As suspeitas de conexão com o narcotráfico do grupo terrorista Hezbollah também foram confirmadas por fontes locais. Funcionários da inteligência local confirmaram que agentes do Hezbollah na região estavam buscando por bolívares há meses.

Fica bem claro por que o Irã, o Hezbollah e a Venezuela se beneficiariam de tal esquema: sofrendo de um desastre econômico auto infligido, a Venezuela está ficando sem reservas de moeda estrangeira.

Transformar moedas sem valor em “verdinhas” ajuda a resolver esse problema.

O Hezbollah recebe uma comissão pelo trabalho e ganha influência política na Venezuela em troca de ajuda.

O Irã, como principal facilitador da conexão Venezuela-Hezbollah, favorece a injeção de bilhões de dólares falsificados na economia global, porque esse passo é prejudicial para o sistema financeiro dos EUA.

A aprovação de uma rede da Força Quds, que produz moeda falsa para alimentar a guerra civil do Iêmen, mostra que nessa área, como em muitas outras atividades ilícitas, o Irã se engaja inescrupulosamente em comportamento desonesto para promover seus representantes e atender às suas necessidades financeiras.

A apreensão dos bolívares – houveram várias na área desde 2015 – ilustra as possíveis repercussões de se prestar atenção insuficiente à crise fervente na Venezuela.

É um narco país fracassado, dirigido por um grupo de ideólogos antiamericanos gananciosos, em conluio com radicais islâmicos ligados ao Irã, o maior patrocinador estatal do terror no mundo.

Enquanto o regime de Nicolás Maduro governar em Caracas, a crise que está consumindo a Venezuela fortalecerá ainda mais os inimigos da Democracia.
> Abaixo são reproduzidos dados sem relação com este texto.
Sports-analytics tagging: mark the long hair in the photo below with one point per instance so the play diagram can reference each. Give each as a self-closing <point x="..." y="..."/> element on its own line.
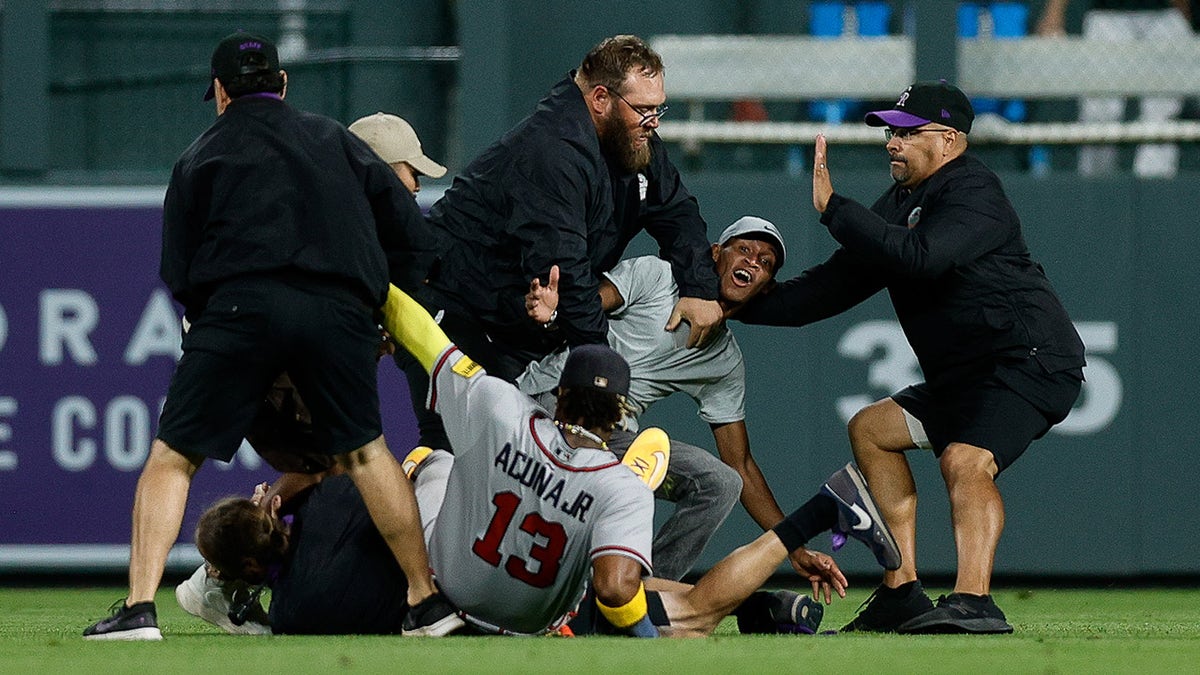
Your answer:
<point x="610" y="61"/>
<point x="591" y="408"/>
<point x="234" y="530"/>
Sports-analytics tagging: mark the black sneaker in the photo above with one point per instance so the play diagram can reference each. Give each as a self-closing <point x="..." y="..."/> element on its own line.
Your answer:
<point x="779" y="611"/>
<point x="432" y="617"/>
<point x="886" y="609"/>
<point x="959" y="613"/>
<point x="137" y="622"/>
<point x="859" y="518"/>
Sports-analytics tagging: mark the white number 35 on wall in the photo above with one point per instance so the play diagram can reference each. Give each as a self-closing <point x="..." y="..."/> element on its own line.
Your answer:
<point x="893" y="366"/>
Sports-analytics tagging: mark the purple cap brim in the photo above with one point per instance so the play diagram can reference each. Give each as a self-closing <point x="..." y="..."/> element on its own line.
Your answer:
<point x="893" y="118"/>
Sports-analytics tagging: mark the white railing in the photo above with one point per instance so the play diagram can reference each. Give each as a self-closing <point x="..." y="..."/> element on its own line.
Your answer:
<point x="708" y="69"/>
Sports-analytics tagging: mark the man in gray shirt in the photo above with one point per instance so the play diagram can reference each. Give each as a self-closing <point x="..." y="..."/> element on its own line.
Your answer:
<point x="639" y="296"/>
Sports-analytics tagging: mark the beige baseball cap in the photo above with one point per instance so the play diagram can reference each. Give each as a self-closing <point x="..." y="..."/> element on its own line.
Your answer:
<point x="394" y="139"/>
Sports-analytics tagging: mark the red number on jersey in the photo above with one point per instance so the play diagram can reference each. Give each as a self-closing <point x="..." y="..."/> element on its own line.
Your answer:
<point x="547" y="555"/>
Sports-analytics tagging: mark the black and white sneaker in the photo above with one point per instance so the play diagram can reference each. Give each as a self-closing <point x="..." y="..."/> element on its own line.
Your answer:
<point x="887" y="609"/>
<point x="959" y="613"/>
<point x="137" y="622"/>
<point x="432" y="617"/>
<point x="858" y="517"/>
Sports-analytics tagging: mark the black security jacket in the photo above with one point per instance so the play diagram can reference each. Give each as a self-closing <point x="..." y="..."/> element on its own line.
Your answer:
<point x="273" y="190"/>
<point x="544" y="195"/>
<point x="961" y="280"/>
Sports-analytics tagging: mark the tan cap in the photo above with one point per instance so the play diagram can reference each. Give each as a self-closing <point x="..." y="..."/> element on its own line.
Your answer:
<point x="394" y="139"/>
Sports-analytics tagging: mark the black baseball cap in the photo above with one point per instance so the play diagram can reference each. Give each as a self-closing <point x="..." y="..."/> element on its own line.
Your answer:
<point x="595" y="366"/>
<point x="927" y="102"/>
<point x="241" y="53"/>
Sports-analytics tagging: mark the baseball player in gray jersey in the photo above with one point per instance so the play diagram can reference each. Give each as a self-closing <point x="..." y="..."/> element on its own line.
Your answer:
<point x="549" y="512"/>
<point x="639" y="296"/>
<point x="534" y="502"/>
<point x="537" y="501"/>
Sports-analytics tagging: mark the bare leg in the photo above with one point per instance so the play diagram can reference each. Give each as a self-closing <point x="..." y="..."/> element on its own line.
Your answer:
<point x="977" y="512"/>
<point x="159" y="505"/>
<point x="879" y="436"/>
<point x="391" y="503"/>
<point x="696" y="611"/>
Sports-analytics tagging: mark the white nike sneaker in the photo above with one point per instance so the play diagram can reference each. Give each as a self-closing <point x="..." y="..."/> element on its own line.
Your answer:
<point x="858" y="517"/>
<point x="211" y="598"/>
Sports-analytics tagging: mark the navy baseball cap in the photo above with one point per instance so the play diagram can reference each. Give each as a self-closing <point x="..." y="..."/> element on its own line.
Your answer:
<point x="927" y="102"/>
<point x="595" y="366"/>
<point x="753" y="227"/>
<point x="241" y="53"/>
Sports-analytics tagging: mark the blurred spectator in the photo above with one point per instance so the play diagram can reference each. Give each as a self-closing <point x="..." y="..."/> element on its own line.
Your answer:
<point x="868" y="18"/>
<point x="1001" y="21"/>
<point x="1127" y="21"/>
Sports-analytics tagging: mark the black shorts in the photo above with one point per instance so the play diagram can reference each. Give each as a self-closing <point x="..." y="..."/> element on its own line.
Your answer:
<point x="989" y="412"/>
<point x="253" y="329"/>
<point x="340" y="577"/>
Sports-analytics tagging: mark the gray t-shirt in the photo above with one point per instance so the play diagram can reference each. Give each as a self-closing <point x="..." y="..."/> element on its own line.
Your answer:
<point x="659" y="362"/>
<point x="525" y="514"/>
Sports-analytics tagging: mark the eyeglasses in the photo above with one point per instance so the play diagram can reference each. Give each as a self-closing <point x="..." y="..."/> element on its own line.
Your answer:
<point x="647" y="112"/>
<point x="904" y="133"/>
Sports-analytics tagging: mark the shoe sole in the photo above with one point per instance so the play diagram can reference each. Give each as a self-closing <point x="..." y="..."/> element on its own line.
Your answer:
<point x="145" y="634"/>
<point x="877" y="521"/>
<point x="190" y="602"/>
<point x="809" y="614"/>
<point x="439" y="628"/>
<point x="965" y="626"/>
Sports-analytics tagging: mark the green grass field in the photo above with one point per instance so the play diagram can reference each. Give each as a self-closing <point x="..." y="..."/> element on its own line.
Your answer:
<point x="1057" y="631"/>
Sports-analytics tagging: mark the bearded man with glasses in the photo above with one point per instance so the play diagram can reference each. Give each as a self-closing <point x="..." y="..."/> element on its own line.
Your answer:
<point x="569" y="186"/>
<point x="1001" y="358"/>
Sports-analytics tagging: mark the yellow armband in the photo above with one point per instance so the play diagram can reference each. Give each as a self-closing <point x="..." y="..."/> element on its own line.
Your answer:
<point x="628" y="614"/>
<point x="413" y="328"/>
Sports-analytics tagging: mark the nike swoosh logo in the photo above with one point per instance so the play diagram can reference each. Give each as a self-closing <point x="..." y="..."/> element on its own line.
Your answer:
<point x="864" y="521"/>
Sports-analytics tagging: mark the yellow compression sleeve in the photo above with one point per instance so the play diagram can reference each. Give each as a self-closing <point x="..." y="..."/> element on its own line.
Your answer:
<point x="628" y="614"/>
<point x="413" y="327"/>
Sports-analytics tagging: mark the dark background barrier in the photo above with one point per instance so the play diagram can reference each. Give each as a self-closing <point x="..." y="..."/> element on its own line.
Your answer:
<point x="108" y="94"/>
<point x="1109" y="493"/>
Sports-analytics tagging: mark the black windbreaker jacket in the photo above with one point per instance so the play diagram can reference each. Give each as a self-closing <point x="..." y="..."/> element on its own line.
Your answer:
<point x="953" y="260"/>
<point x="269" y="189"/>
<point x="544" y="195"/>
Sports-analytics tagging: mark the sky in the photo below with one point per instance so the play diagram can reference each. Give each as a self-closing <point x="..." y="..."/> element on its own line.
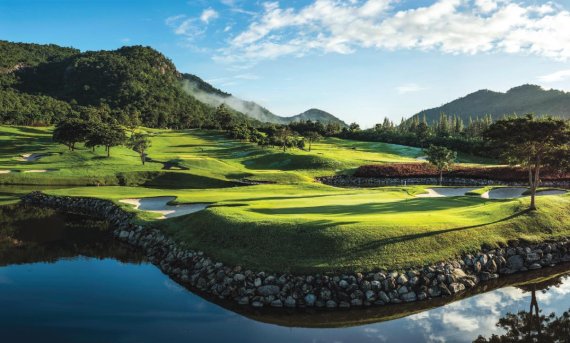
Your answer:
<point x="361" y="60"/>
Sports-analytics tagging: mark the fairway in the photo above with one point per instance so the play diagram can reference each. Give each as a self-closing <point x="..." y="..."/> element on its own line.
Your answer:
<point x="288" y="221"/>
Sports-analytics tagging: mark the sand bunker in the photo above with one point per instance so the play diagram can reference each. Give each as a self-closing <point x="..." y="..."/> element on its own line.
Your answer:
<point x="159" y="205"/>
<point x="445" y="192"/>
<point x="515" y="192"/>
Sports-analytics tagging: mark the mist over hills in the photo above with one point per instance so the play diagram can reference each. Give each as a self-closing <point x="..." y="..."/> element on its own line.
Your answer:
<point x="41" y="84"/>
<point x="518" y="100"/>
<point x="213" y="96"/>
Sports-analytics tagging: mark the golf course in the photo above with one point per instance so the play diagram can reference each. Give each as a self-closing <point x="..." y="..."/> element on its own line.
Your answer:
<point x="261" y="208"/>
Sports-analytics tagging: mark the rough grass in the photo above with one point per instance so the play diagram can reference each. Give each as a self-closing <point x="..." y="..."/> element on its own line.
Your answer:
<point x="294" y="224"/>
<point x="320" y="228"/>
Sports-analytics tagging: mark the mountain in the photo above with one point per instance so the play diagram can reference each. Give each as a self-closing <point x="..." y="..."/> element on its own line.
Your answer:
<point x="518" y="100"/>
<point x="42" y="84"/>
<point x="213" y="96"/>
Dias atrás o deputado de oposição, Américo de Grazia fez denúncias gravíssimas sobre a atuação e influência do Hezbollah na Venezuela.

O ditador Maduro implantou um projeto chamado “Arco de Mineração do Orinoco”, um projeto de mega-mineração para explorar 12% do território da Venezuela para obtenção de metais e minerais não renováveis.

De Grazia disse que o Hezbollah, assim como o Exército de Libertação Nacional – um grupo armado alinhado ao marxismo envolvido no contínuo conflito armado colombiano – está “explorando o projeto de mega-mineração para obter ouro”.

O político, que atua como deputado da Assembleia Nacional representando o estado mineiro de Bolívar, no sudeste da Venezuela, disse que o Hezbollah “controla várias minas especiais para financiar operações terroristas para o regime que serve”, em referência ao Irã.

Coincidentemente, Nicolás Maduro Guerra, filho do ditador Maduro é quem opera as minas de coltán (mineral composto de colombite e tantalite, preto ou marrom muito escuro, usado em microeletrônica, telecomunicações e indústria aeroespacial) em Parguaza, município Cedeño, ao sul de Caicara del Orinoco.

Os pontos de vista expressos neste artigo são as opiniões do autor e não refletem necessariamente a posição da RENOVA Mídia.